Un nouveau modèle explique le matériau quantique 3D –

  • FrançaisFrançais



  • Ce nouvel effet 3D peut être à la base de phénomènes quantiques topologiques, considérés comme des candidats particulièrement robustes et donc prometteurs pour des technologies quantiques extrêmement puissantes. Ces résultats viennent d’être publiés dans la revue scientifique Communication Nature.

    Le Dr Tobias Meng et le Dr Johannes Gooth sont des chercheurs en début de carrière du pôle d’excellence Würzburg-Dresdner ct.qmat qui étudie les matériaux quantiques topologiques depuis 2019. le métal topologique pentatellurure de zirconium (ZrTe5) se déplace uniquement dans des plans bidimensionnels, malgré le fait que le matériau soit tridimensionnel. Meng et Gooth ont donc commencé leurs propres recherches et expériences sur le matériau ZrTe5. Meng de la Technische Universität Dresden (TUD) a développé le modèle théorique, Gooth de l’Institut Max Planck de physique chimique des solides a conçu les expériences. Sept mesures avec des techniques différentes conduisent toujours à la même conclusion.

    Les électrons attendent leur tour

    Les recherches de Meng et Gooth brossent un nouveau tableau du fonctionnement de l’effet Hall dans les matériaux tridimensionnels. Les scientifiques pensent que les électrons se déplacent à travers le métal le long de chemins tridimensionnels, mais leur transport électrique peut toujours apparaître comme bidimensionnel. Dans le pentatellurure de zirconium métallique topologique, cela est possible car une fraction des électrons attend encore d’être activée par un champ magnétique externe.

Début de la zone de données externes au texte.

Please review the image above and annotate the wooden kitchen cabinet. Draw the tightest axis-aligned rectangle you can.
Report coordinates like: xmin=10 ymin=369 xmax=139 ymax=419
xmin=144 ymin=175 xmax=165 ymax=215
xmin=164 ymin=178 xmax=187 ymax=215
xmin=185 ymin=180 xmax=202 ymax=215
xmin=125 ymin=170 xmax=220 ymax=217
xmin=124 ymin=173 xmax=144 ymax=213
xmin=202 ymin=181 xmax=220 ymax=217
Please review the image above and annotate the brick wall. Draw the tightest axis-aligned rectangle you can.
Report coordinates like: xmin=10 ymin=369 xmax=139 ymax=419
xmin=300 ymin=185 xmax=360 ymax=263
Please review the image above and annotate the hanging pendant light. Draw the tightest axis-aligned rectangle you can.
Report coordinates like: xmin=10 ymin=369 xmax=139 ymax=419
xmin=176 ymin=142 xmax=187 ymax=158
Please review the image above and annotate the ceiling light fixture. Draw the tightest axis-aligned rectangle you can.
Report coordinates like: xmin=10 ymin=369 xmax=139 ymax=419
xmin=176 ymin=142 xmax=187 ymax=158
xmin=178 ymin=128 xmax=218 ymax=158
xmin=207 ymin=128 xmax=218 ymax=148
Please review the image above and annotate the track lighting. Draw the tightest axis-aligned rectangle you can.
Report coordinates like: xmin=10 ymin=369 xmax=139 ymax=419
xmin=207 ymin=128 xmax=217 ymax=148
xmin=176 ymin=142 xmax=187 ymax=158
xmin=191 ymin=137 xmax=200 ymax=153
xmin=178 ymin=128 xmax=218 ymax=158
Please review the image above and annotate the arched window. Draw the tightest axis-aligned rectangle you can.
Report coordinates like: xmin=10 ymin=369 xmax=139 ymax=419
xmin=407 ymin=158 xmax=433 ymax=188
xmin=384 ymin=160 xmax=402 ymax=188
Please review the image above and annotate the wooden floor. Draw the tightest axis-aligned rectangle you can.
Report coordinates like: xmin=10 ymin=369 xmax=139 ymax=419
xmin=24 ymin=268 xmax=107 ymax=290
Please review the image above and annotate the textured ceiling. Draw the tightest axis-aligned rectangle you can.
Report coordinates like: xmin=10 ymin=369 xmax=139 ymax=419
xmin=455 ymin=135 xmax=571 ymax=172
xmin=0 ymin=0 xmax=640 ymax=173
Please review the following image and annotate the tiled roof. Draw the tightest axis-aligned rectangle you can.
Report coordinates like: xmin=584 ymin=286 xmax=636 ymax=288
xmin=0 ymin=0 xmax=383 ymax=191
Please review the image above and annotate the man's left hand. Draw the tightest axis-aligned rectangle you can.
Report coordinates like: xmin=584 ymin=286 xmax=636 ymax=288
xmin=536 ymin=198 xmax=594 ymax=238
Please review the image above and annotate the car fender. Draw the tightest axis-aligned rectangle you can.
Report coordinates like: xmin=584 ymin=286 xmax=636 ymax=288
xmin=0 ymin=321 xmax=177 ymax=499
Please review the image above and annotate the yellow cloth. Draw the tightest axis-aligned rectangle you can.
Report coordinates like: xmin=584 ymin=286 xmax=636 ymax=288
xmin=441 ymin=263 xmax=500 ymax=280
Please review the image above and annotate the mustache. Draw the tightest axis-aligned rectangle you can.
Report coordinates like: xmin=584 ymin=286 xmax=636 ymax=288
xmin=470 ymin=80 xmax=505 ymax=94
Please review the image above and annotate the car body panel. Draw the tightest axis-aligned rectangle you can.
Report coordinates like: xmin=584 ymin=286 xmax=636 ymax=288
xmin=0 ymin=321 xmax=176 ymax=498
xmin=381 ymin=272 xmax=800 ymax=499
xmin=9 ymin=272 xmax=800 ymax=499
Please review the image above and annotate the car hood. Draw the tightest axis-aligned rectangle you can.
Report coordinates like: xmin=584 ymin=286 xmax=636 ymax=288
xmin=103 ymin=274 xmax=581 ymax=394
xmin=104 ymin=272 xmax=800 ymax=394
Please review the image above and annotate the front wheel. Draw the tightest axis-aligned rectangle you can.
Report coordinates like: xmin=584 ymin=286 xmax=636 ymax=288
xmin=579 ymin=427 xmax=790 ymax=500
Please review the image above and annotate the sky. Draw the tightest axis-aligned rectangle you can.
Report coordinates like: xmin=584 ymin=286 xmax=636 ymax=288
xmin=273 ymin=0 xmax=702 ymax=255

    “La façon dont les électrons se déplacent est cohérente dans toutes nos mesures et similaire à ce qui est autrement connu des effets Hall quantiques bidimensionnels. Mais nos électrons se déplacent vers le haut en spirales, plutôt que d’être confinés à un mouvement circulaire dans les plans. une différence passionnante par rapport à l’effet Hall quantique et aux scénarios proposés pour ce qui se passe dans le matériau ZrTe5 », commente Meng sur la genèse de leur nouveau modèle scientifique. “Cela ne fonctionne que parce que tous les électrons ne bougent pas à tout moment. Certains restent immobiles, comme s’ils faisaient la queue. Ce n’est que lorsqu’un champ magnétique externe est appliqué qu’ils deviennent actifs.”

    Les expériences confirment le modèle

    Pour leurs expériences, les scientifiques ont refroidi le matériau quantique topologique à -271 degrés Celsius et appliqué un champ magnétique externe. Ensuite, ils ont effectué des mesures électriques et thermoélectriques en envoyant des courants à travers l’échantillon, étudié sa thermodynamique en analysant les propriétés magnétiques du matériau et appliqué des ultrasons. Ils ont même utilisé la spectroscopie aux rayons X, Raman et électronique pour examiner le fonctionnement interne du matériau. “Mais aucune de nos sept mesures n’a laissé entendre que les électrons ne se déplaçaient que dans les deux dimensions”, explique Meng, chef du groupe Emmy Noether pour Quantum Design à TUD et théoricien principal du présent projet. “Notre modèle est en fait étonnamment simple, et explique toujours parfaitement toutes les données expérimentales.”

    Perspectives pour les matériaux quantiques topologiques en 3D

    L’effet Hall quantique, lauréat du prix Nobel, a été découvert en 1980 et décrit la conduction progressive du courant dans un métal. C’est une pierre angulaire de la physique topologique, un domaine qui a connu un essor depuis 2005 en raison de ses promesses pour les matériaux fonctionnels du 21e siècle. À ce jour, cependant, l’effet Hall quantique n’a été observé que dans les métaux bidimensionnels. Les résultats scientifiques de la présente publication élargissent la compréhension du comportement des matériaux tridimensionnels dans les champs magnétiques. Les membres du cluster Meng et Gooth ont l’intention de poursuivre cette nouvelle direction de recherche : « Nous voulons absolument étudier plus en détail le comportement de mise en file d’attente des électrons dans les métaux 3D », déclare Meng.

    Source de l’histoire :

    Matériaux fourni par Technische Universität Dresden. Remarque : Le contenu peut être modifié pour le style et la longueur.

    N'oubliez pas de voter pour cet article !
    1 Star2 Stars3 Stars4 Stars5 Stars (No Ratings Yet)
    Loading...

    Laisser un commentaire

    Votre adresse e-mail ne sera pas publiée.